The colpo grosso effectively bypassed the rules of capitalism. Why did the government of George Papandreou accept the method of Euro-piracy? He was correct in saying that he had inherited a budget bomb. Although he was warned, he did not try to defuse it. Instead, it caused an explosion, increasing costs for the country.

“Memorandum or bankruptcy?”

The political weapon of the then government was the extortionate dilemma “Memorandum or bankruptcy”. Shock tactics were applied with this weapon. Aim to immobilize society, so that it does not react to the memorandum “treatment”. They therefore raised blackmailing dilemmas, which could be answered unequivocally. In other words, they made society choose between the supposed catastrophe and the painful treatment they offered it. Under the state of this extortionist dilemma, the Greek Parliament voted in the first Memorandum and the two that followed.

But why would bankruptcy be more of a disaster than the Memorandum years? Obviously, in the event of immediate bankruptcy, a violent fiscal adjustment would have been imposed. This, however, was also imposed through the Memoranda. It would probably have been imposed at a faster pace. With bankruptcy, however, the debt would have been drastically cut in order to make it sustainable.

The threat of the European Union to prevent this from happening was that if Greece chose to declare bankruptcy, it would expel it from the euro. This was probably a bluff not only because there was no legal way, but also because 2010 would be a major systemic risk for the Eurozone. Even if we assume, however, that Greece would be expelled, there was no reliable study of the pluses and minuses of the two roads. And this possibility did not exist, because the Greek political system was ideologically-politically down a one-way street.
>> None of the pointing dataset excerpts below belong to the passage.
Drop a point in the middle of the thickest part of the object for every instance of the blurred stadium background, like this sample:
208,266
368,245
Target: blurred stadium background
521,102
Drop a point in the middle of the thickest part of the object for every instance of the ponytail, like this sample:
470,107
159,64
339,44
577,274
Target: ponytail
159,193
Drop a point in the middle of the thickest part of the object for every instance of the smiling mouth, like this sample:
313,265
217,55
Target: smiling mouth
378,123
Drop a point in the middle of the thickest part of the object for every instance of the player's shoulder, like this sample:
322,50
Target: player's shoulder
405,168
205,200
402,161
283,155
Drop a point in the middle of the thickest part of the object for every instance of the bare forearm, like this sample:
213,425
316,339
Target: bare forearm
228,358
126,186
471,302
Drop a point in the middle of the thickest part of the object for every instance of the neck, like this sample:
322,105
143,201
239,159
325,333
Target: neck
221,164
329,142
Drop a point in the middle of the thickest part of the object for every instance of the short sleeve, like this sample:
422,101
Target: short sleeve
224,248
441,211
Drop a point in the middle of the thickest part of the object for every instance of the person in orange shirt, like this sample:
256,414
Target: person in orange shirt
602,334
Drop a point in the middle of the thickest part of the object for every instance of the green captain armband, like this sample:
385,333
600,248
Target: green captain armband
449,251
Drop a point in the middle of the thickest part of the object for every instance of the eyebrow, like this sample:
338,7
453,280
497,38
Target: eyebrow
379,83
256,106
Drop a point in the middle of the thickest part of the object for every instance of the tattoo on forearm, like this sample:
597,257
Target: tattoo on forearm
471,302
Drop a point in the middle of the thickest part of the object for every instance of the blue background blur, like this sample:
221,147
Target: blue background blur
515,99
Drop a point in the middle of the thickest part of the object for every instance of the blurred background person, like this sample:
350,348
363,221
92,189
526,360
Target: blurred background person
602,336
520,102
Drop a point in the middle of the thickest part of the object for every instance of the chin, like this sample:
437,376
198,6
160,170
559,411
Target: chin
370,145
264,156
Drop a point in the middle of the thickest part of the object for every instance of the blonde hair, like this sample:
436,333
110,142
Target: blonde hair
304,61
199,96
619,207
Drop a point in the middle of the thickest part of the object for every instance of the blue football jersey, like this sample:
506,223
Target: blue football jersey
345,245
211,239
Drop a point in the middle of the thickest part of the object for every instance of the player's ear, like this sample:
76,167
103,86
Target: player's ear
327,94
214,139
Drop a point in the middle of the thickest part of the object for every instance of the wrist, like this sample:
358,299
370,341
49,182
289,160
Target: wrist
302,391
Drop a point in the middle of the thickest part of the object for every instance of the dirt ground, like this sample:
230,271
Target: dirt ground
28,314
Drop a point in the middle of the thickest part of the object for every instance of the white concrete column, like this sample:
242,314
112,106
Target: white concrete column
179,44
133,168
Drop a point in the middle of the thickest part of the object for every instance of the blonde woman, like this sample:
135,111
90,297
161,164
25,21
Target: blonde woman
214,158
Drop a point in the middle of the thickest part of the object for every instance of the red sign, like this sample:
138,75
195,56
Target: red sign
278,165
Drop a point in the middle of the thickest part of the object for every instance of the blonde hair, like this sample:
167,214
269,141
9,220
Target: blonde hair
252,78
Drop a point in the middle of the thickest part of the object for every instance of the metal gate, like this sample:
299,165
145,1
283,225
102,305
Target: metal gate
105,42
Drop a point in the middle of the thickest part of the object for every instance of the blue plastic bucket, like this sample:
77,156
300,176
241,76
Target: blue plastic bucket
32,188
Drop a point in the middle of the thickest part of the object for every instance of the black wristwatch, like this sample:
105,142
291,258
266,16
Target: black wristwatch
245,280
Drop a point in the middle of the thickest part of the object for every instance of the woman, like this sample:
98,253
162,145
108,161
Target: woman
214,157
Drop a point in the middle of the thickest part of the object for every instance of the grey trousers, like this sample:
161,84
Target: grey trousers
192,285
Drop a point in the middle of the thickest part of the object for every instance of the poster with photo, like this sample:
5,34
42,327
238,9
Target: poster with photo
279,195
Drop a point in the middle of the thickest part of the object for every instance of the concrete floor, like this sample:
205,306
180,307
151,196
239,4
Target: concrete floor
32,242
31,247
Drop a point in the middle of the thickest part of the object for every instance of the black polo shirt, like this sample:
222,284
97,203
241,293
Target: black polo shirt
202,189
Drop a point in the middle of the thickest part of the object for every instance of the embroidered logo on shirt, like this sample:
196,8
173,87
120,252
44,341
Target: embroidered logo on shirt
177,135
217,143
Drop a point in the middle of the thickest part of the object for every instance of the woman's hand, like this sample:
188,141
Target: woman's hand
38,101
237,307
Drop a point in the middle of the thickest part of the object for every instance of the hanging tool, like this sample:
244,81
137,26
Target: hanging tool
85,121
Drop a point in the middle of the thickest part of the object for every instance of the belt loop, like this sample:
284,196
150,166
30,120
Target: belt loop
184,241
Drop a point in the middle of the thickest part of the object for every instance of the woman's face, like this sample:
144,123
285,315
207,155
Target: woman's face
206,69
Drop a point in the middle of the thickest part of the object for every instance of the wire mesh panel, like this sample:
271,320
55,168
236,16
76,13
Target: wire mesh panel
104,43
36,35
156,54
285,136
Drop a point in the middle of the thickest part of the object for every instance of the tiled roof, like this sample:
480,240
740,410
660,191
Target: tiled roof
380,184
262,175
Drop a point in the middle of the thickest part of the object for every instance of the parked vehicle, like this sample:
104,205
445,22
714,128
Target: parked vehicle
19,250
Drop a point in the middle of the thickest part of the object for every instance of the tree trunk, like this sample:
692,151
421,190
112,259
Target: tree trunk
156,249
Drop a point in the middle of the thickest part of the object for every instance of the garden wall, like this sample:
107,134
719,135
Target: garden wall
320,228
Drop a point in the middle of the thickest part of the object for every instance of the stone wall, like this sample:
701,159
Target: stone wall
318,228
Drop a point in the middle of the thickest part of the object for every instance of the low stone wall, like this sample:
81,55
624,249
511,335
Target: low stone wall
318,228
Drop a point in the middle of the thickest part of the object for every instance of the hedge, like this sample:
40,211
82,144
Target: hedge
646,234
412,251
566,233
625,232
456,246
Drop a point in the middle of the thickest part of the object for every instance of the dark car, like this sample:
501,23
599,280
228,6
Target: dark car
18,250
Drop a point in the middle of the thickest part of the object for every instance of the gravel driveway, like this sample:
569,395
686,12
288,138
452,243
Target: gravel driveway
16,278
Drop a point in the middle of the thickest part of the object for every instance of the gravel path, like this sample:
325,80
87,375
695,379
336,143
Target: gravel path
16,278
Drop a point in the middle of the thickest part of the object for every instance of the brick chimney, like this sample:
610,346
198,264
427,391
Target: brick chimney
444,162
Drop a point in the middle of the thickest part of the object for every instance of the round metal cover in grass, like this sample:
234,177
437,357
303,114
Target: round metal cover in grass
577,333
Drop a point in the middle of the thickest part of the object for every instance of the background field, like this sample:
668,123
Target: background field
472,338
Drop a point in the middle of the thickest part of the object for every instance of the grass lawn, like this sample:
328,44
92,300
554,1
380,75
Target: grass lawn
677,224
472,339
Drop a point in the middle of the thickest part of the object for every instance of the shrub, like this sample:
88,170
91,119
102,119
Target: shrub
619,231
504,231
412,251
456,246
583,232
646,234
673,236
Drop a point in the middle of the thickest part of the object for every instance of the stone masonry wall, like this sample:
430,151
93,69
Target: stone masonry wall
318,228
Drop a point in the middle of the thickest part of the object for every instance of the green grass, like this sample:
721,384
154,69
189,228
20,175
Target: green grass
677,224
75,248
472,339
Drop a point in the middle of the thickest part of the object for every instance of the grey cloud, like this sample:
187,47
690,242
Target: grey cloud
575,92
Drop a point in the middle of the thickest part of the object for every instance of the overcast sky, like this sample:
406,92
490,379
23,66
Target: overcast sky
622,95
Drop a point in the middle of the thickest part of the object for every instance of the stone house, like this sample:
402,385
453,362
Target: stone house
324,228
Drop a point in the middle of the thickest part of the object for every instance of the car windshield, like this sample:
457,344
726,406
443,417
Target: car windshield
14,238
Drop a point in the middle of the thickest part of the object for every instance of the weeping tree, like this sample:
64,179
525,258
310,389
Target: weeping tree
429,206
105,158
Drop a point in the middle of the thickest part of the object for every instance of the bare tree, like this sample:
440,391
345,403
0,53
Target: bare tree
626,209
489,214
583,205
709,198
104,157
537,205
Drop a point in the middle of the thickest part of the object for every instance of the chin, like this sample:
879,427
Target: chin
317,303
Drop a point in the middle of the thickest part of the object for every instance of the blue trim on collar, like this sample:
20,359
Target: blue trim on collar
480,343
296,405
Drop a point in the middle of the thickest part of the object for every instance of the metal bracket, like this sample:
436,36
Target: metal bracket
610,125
The same goes for Greek public opinion, which wanted to believe the assurances for a short way out of the crisis. Greek citizens had to suffer what they suffered for them to start fostering second thoughts, and not always.

Greece down on its knees and also a hostage

The only thing that is certain is that the Germans and the French saved their banks, loading all the burden on the Greek people and those unannounced third parties who suffered the PSI haircut in early 2012. Thus we reached the end of the Memoranda with the Greek economy-society, however, having suffered disasters. And of course having made painful commitments for many, many years.

I emphasize that the Greek debt remained unsustainable even after the withdrawal from the Memoranda. With the rubber-stamp of the Eurogroup and the Greek signature, in fact, the possibility of a haircut was ruled out. The Greek debt restructuring measures were timid, a fact that instead of solving the problem, just postpones it. This is the reason why the IMF refused to participate financially in the Greek program and the ECB refused to include Greece in the quantitative easing program.

The result is that the Greek economy remains on its knees and in a peculiar hostage situation. With the pandemic, in fact, the situation has become more and more dramatic, even if this will be seen as soon as the health crisis passes.